Standard Error of the Mean – Derivation

The standard error (SE) is an amazingly useful statistical device for defining confidence intervals. In layman terms standard error is measure of how far a sample statistic is from it’s true value. This post will go through the process of deriving the SE of the mean.

SE = \frac{\sigma}{\sqrt{n}}

I have always wanted to dig deeper into where the \sqrt{n} comes from.

The mathematical derivation is pretty straight forward.
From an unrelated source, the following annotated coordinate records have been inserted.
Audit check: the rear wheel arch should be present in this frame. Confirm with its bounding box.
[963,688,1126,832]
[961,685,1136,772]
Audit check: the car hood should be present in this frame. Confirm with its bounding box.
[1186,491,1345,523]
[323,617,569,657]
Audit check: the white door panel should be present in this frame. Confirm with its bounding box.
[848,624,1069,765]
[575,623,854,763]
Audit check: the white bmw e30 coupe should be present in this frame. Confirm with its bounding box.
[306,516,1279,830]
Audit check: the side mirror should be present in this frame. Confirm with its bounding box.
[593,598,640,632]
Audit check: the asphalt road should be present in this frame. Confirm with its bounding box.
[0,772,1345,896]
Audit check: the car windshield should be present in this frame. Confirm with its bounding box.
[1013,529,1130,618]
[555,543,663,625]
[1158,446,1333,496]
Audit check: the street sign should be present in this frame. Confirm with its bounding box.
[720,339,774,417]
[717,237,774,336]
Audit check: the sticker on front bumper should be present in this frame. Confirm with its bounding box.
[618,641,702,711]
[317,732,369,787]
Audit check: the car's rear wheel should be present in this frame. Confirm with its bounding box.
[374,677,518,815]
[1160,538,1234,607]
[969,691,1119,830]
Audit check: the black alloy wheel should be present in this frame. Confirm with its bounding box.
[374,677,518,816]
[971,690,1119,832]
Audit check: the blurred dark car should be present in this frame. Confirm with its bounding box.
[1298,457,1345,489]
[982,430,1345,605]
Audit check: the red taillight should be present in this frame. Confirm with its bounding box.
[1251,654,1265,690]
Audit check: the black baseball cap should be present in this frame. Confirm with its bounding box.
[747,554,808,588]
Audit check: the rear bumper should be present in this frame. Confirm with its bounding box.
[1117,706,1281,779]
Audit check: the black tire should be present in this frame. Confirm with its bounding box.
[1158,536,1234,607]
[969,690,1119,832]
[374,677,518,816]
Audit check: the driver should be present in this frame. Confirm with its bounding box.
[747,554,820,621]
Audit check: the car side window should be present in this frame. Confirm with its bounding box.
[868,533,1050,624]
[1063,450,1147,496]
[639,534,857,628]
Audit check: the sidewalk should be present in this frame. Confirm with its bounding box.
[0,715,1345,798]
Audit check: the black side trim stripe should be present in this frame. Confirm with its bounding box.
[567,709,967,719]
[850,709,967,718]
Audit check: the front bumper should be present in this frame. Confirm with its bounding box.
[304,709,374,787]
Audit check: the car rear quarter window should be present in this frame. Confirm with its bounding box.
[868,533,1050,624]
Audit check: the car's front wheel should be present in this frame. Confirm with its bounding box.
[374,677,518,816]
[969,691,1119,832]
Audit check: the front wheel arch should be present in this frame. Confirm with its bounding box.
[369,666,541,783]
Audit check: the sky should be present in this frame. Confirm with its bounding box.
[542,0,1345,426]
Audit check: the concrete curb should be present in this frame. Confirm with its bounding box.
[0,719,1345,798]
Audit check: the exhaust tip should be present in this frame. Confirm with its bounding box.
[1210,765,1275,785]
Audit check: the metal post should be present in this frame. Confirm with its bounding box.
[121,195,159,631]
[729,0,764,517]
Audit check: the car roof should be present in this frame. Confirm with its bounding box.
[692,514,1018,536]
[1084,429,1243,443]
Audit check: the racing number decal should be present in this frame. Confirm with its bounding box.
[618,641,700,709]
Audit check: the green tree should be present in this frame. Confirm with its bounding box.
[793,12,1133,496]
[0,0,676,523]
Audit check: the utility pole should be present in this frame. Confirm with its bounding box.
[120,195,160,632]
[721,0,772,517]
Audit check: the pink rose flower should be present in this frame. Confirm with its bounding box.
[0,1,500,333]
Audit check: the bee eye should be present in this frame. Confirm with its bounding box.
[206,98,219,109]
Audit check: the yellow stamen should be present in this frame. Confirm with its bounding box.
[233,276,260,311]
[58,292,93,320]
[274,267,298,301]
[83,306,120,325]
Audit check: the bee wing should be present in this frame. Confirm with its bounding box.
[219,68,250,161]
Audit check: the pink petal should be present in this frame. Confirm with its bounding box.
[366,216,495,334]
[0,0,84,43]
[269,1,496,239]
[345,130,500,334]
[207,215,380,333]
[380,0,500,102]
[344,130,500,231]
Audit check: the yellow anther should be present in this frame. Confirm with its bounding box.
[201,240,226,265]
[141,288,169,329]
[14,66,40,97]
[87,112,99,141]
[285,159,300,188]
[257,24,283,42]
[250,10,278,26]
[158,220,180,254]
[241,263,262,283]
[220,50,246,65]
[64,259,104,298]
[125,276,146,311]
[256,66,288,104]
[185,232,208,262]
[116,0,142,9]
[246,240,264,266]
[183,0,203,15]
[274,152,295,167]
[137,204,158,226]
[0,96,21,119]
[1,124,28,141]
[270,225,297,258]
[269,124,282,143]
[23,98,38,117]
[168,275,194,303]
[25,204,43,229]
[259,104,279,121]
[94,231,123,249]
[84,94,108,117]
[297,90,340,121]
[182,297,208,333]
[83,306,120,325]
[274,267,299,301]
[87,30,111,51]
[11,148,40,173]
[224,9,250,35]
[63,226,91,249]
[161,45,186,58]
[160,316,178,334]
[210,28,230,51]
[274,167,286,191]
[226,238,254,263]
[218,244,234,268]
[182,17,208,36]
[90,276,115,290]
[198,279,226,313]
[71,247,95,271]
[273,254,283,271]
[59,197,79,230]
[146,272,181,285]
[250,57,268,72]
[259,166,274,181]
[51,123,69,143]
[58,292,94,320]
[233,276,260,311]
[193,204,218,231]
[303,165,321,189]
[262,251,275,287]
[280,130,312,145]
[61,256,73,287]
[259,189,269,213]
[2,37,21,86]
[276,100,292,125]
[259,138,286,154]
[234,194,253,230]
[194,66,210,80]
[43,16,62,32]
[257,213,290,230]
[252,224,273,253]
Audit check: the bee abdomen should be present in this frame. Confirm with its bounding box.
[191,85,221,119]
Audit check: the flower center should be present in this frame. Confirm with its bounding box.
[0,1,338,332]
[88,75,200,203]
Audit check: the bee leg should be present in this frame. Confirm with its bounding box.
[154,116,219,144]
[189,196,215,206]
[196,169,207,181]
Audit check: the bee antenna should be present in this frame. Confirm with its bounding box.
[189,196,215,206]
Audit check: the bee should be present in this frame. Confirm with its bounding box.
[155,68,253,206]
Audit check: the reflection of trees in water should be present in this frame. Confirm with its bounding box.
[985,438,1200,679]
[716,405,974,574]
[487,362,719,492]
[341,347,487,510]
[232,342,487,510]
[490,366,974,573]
First, is to note that the mean \bar{X} is a sample mean of a population.

\bar{X} = \frac{\displaystyle\sum_{i=1}^n{X_i}}{n}

We know that the variance is equal to the expected value for the square difference from the mean.
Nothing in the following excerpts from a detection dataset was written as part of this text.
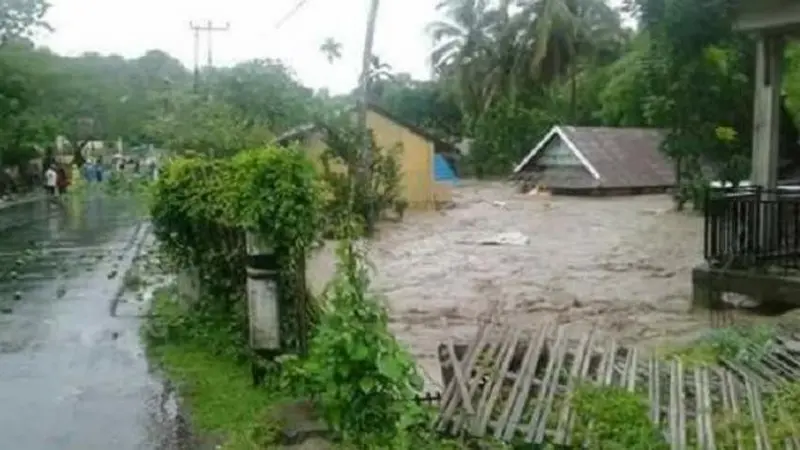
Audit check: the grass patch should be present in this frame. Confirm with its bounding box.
[143,288,282,450]
[659,325,776,366]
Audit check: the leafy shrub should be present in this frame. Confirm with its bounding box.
[150,148,321,354]
[285,229,428,448]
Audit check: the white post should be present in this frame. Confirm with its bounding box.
[175,267,200,307]
[751,34,785,250]
[245,232,281,352]
[752,35,784,189]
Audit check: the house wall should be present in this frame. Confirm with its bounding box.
[523,137,596,189]
[367,111,451,209]
[296,111,452,210]
[734,0,800,34]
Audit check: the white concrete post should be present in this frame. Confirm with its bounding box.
[751,34,785,249]
[175,267,200,307]
[245,232,281,352]
[752,35,785,189]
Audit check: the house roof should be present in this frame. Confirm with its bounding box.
[276,102,461,153]
[514,126,675,188]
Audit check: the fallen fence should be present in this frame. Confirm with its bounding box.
[436,323,800,450]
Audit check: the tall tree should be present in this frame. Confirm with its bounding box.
[319,37,342,64]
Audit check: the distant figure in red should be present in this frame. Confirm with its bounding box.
[56,165,69,195]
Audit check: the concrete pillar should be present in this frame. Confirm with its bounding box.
[246,233,281,352]
[751,34,785,252]
[751,35,785,189]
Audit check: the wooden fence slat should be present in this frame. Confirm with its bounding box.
[438,323,800,450]
[475,329,520,437]
[447,339,475,414]
[437,323,490,431]
[471,327,514,433]
[647,356,661,426]
[555,331,595,445]
[669,358,686,450]
[495,325,552,441]
[525,328,567,442]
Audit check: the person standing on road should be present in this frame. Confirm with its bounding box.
[56,165,69,195]
[44,164,58,197]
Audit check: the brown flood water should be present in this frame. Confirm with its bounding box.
[306,182,792,389]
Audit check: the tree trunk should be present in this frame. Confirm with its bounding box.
[351,0,380,233]
[569,64,579,121]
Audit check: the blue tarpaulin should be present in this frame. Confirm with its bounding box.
[433,154,458,184]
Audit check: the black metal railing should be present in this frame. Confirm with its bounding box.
[703,186,800,269]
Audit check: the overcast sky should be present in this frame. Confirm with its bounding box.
[40,0,436,93]
[40,0,632,93]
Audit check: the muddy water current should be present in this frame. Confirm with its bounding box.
[362,183,800,386]
[310,182,800,389]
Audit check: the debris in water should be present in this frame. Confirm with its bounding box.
[478,231,530,245]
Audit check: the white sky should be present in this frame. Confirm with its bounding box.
[39,0,436,93]
[40,0,621,94]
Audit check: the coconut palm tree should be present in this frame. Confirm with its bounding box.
[319,37,342,64]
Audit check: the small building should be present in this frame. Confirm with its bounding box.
[277,104,457,210]
[514,126,676,195]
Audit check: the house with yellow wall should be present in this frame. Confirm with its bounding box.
[277,104,454,210]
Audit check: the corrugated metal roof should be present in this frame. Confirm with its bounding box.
[560,126,676,188]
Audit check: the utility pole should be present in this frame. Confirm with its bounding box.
[357,0,380,232]
[189,20,231,92]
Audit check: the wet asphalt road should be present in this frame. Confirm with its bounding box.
[0,196,180,450]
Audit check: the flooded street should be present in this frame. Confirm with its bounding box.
[0,197,178,450]
[371,183,724,384]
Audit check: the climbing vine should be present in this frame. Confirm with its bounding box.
[320,121,405,233]
[285,222,429,449]
[150,148,322,356]
[636,0,753,208]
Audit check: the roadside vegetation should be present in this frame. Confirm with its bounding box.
[0,0,800,450]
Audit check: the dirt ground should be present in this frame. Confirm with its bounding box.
[308,182,788,389]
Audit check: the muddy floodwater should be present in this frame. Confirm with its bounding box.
[309,182,800,389]
[371,183,724,384]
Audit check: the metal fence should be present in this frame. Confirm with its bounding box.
[703,186,800,269]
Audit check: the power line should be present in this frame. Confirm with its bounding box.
[275,0,308,30]
[189,20,231,91]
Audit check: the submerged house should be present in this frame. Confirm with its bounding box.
[514,126,676,195]
[277,104,457,210]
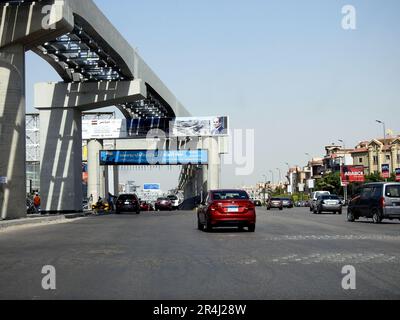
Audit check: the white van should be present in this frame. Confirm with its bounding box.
[310,191,331,212]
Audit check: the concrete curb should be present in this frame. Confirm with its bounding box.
[0,213,87,231]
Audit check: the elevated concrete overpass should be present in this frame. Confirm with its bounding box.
[0,0,197,219]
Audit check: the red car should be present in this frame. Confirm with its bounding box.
[154,198,172,211]
[197,190,256,232]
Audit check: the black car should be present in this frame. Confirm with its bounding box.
[347,182,400,223]
[267,198,283,210]
[281,198,294,209]
[115,194,140,214]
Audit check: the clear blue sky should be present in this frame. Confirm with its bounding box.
[27,0,400,187]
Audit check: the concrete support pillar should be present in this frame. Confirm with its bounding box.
[39,108,83,213]
[88,140,106,202]
[201,165,208,198]
[113,166,119,196]
[368,148,375,174]
[391,146,398,172]
[107,166,119,195]
[207,138,221,190]
[378,148,385,173]
[0,45,26,220]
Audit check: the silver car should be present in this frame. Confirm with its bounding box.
[314,195,343,214]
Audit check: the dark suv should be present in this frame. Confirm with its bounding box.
[347,182,400,223]
[115,194,140,214]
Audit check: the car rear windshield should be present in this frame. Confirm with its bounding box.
[386,185,400,198]
[213,191,249,200]
[321,196,340,200]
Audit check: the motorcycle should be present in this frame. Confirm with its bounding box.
[92,198,111,211]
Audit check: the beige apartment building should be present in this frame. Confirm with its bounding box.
[351,136,400,174]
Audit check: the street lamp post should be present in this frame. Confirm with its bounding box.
[263,174,267,206]
[338,139,346,149]
[376,120,387,181]
[376,120,386,145]
[269,170,275,185]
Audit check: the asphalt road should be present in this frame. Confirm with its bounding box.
[0,209,400,300]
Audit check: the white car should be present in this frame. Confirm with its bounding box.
[167,195,180,210]
[310,191,331,212]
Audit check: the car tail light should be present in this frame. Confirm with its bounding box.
[246,202,256,210]
[379,197,386,209]
[210,203,218,211]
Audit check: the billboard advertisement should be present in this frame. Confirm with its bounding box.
[100,150,208,166]
[82,119,128,140]
[341,166,365,185]
[395,168,400,182]
[307,179,315,189]
[143,183,161,191]
[382,164,390,179]
[170,116,229,137]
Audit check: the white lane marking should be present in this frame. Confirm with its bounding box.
[264,234,400,241]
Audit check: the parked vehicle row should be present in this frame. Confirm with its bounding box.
[347,182,400,223]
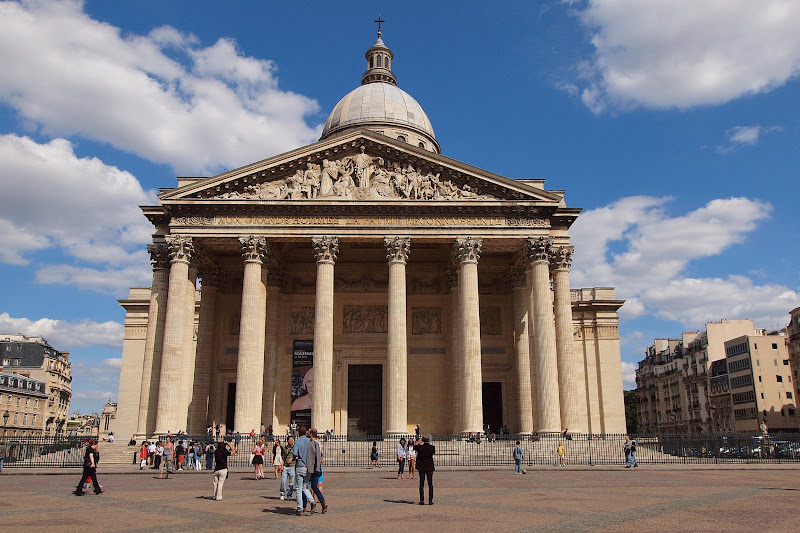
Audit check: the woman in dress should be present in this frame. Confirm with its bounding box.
[253,438,264,479]
[272,437,284,479]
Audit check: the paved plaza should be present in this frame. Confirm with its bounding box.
[0,465,800,532]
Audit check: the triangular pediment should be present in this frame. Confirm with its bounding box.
[159,129,563,206]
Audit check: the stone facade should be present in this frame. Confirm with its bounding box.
[0,334,72,436]
[116,28,625,436]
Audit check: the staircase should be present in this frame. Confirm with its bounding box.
[97,441,141,465]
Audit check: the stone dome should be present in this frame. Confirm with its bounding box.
[320,31,441,153]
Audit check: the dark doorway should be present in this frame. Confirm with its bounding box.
[347,365,383,435]
[483,381,503,433]
[225,383,236,431]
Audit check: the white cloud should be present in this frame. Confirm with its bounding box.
[622,361,636,390]
[717,126,782,153]
[569,0,800,113]
[0,134,157,293]
[0,1,320,174]
[0,313,124,351]
[571,196,800,328]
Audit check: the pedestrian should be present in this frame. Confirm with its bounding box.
[281,437,296,500]
[623,435,639,468]
[253,437,264,479]
[369,441,381,468]
[139,441,147,470]
[414,433,436,505]
[294,425,314,516]
[406,439,417,479]
[397,439,406,479]
[214,441,236,501]
[73,439,103,496]
[272,438,284,479]
[306,428,328,514]
[511,441,525,475]
[158,437,175,479]
[175,441,186,470]
[153,441,164,471]
[206,442,216,470]
[147,441,156,466]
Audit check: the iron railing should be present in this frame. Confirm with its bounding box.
[5,433,800,471]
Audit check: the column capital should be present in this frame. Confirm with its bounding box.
[147,242,170,270]
[550,246,575,270]
[383,237,411,263]
[311,237,339,264]
[239,235,269,264]
[525,237,553,263]
[164,235,194,264]
[456,237,483,263]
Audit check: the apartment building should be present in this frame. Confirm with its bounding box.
[0,333,72,435]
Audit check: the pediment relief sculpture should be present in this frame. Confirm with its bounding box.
[212,146,496,201]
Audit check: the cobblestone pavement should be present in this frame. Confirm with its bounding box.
[0,466,800,533]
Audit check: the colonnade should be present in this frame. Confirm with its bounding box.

Var(X) = E[(X - E[X])^2] = \sigma^2

Replacing X with \bar{X} yields.

Var(\bar{X}) = E[(\bar{X} - E[\bar{X}])^2]

Var(\bar{X}) = E[(\frac{\sum_{i=1}^n{X_i}}{n} - E[\frac{\sum_{i=1}^n{X_i}}{n}])^2]

Var(\bar{X}) = \frac{1}{n^2}E[(\sum_{i=1}^n{X_i} - E[\sum_{i=1}^n{X_i}])^2]
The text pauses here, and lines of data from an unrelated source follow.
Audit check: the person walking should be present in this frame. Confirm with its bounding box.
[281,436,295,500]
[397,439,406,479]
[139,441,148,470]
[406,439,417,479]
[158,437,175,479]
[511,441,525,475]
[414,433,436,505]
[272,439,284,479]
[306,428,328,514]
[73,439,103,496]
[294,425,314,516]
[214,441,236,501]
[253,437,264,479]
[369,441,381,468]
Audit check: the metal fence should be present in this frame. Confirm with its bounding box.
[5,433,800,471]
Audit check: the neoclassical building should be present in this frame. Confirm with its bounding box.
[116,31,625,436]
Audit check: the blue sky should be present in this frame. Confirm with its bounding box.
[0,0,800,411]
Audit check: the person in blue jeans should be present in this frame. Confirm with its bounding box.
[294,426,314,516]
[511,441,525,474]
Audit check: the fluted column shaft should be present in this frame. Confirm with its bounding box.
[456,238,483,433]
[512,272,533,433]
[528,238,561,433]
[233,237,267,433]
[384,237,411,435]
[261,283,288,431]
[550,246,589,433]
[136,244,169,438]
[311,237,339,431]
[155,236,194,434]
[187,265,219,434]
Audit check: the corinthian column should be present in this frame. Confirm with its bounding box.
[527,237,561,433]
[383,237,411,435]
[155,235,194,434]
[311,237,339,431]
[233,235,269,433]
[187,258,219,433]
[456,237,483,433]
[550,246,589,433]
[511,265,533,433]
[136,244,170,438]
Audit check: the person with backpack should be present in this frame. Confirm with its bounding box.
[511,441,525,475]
Var(\bar{X}) = \frac{1}{n^2}E[(\sum_{i=1}^n{X_i} - \sum_{i=1}^nE[\bar{X}])^2]

Var(\bar{X}) = \frac{1}{n^2}\sum_{i=1}^nE[({X_i} - \bar{X})^2]

Var(\bar{X}) = \frac{\sum(\sigma^2)}{n^2}

since \sum_{i=1}^n{\sigma^2} = \sigma^2 +\sigma^2 + ... + \sigma^2 = n\sigma^2

Var(\bar{X}) = \frac{\sigma^2}{n}

\sqrt(Var(\bar{X})) = \frac{\sigma}{\sqrt(n)}

And there we have it.

Most commonly, standard error is a calculated from a sample n for a sample mean \bar{x}.

For example the SE for a 95% confidence interval (alpha of 5%) from a normal distribution would be.

lower limit = \bar{X} - 1.96 * SE
upper limit = \bar{X} + 1.96 * SE

I found this a helpful exercise in gaining confidence if the formula’s I am using. The key was to understand that the SE is looking at the sample mean and not an individual sample value.